ベイジルは大鎌を振り下ろされるそのたびに死の淵へと誘う死神から逃れるべく、ただただ走った。
広いガレージ内はコンクリートが押し上げたり、ひびが入っていたりとかなり足場が不安定だ。何度も転げそうになる。
対する死神はとても軽快な足取りでベイジルに狙いを定めて襲い来る。
大鎌を持ったおぞましいそれの位置を確認しながら、ベイジルは逃げることしかできない。
走っても走っても、まったく終わりが見えない廃墟は、いったいどこまで繋がっているのだろう。
車で突っ込めたくらいなのだから、そろそろ出口が見えてもいい頃合いなのに、なぜか一向に出口が見当たらない。
依然として足場の悪い地面が続くばかりだ。
冷たいじっとりとした汗が額から顎に伝い、流れ落ちる。
ベイジルは震える身体に鞭を打ち、それでもこの場から逃げられるという望みを捨てずに走る。

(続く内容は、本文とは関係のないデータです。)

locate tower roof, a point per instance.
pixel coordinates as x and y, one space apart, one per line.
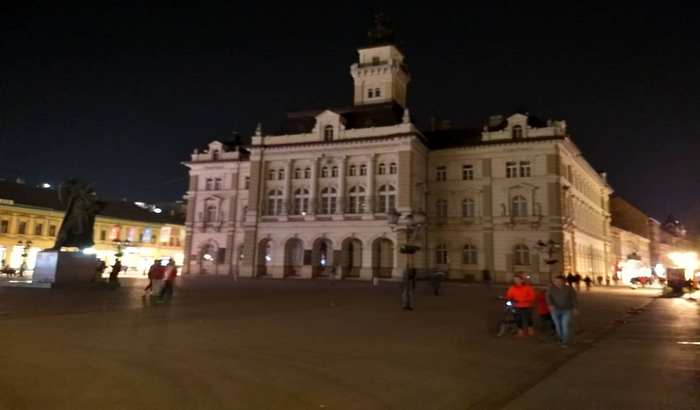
381 33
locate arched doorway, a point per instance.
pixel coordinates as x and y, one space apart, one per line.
351 259
382 257
322 257
293 257
264 256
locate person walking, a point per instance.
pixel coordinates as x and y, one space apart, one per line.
486 277
114 273
408 287
562 302
437 282
152 273
523 297
170 275
577 281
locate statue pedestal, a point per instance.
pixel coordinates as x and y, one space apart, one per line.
64 268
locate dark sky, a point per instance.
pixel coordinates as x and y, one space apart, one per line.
120 95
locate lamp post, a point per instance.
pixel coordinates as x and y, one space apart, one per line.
411 224
549 248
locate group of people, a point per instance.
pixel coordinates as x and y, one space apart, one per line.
158 272
556 305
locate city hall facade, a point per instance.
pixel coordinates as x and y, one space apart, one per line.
315 199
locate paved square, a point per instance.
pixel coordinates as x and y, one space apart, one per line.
269 344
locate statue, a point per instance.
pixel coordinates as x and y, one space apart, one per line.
81 204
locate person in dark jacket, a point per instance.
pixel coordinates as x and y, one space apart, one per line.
562 303
408 287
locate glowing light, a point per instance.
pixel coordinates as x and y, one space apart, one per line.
660 270
686 260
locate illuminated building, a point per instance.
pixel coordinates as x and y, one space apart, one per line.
34 214
312 200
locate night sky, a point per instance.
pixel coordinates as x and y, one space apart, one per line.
121 95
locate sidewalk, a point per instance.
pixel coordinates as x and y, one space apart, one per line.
651 362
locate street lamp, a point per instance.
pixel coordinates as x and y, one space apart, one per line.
549 248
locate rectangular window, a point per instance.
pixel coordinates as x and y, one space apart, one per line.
511 169
467 172
441 173
525 169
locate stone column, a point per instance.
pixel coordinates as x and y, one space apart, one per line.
342 187
313 191
288 169
371 189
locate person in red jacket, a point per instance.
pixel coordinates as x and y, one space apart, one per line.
523 297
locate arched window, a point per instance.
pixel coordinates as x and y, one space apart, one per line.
393 168
329 198
468 208
517 132
441 254
387 198
328 133
522 255
274 202
441 209
519 206
301 201
211 213
356 200
469 255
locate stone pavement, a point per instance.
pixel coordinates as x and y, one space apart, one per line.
272 344
651 362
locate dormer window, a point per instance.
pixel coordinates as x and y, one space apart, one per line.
517 132
328 133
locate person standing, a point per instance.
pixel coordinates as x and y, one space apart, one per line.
152 273
562 303
486 276
523 297
437 282
170 275
114 273
408 287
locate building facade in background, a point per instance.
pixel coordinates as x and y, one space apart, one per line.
314 198
30 219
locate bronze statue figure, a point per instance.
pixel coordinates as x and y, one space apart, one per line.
81 205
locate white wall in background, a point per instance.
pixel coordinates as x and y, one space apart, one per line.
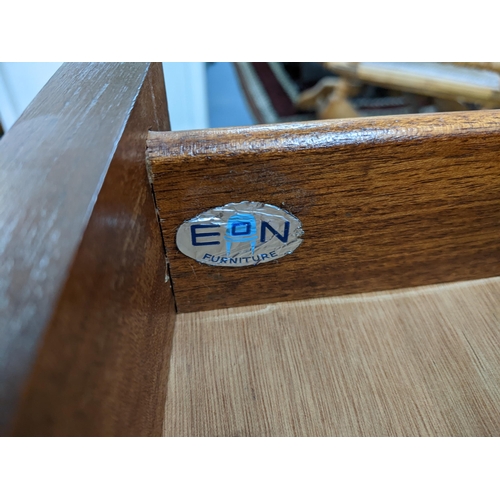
186 91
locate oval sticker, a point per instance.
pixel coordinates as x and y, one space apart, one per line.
240 234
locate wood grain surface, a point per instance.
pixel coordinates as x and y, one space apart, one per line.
86 315
385 203
415 362
470 84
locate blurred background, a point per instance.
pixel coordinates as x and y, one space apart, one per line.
224 94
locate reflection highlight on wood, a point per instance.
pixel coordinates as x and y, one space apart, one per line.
416 362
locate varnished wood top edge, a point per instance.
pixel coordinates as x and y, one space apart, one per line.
316 135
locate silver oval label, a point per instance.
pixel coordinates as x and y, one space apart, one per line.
240 234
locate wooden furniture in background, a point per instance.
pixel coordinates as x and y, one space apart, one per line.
385 203
469 84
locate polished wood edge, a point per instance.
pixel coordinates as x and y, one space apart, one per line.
66 359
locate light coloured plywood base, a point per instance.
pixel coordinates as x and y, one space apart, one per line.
417 362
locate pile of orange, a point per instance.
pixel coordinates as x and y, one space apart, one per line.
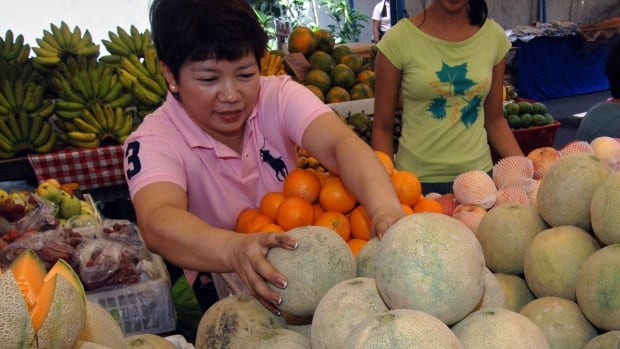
311 197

何度も何度も、相手と自分との距離を確認しながら……。
まだ大丈夫、まだ追い着かれない。
ベイジルは自分に言い聞かせ、なんとか足を動かす。
しかしそれがいけなかった。前方を確認せずに逃げていたベイジルは、剥き出しになっている骨組みに気づかず、自らがそこに追突するようにして小さな命を宿した腹部に強く打ちつけた。
恐ろしいほどの激痛がベイジルを襲う。
絶望を宿す悲鳴と苦痛。その声が周囲一帯を覆う。自らが発した声がさらなる恐怖となってベイジルを襲った。
死の恐怖と激痛。その二つがベイジルを蝕む。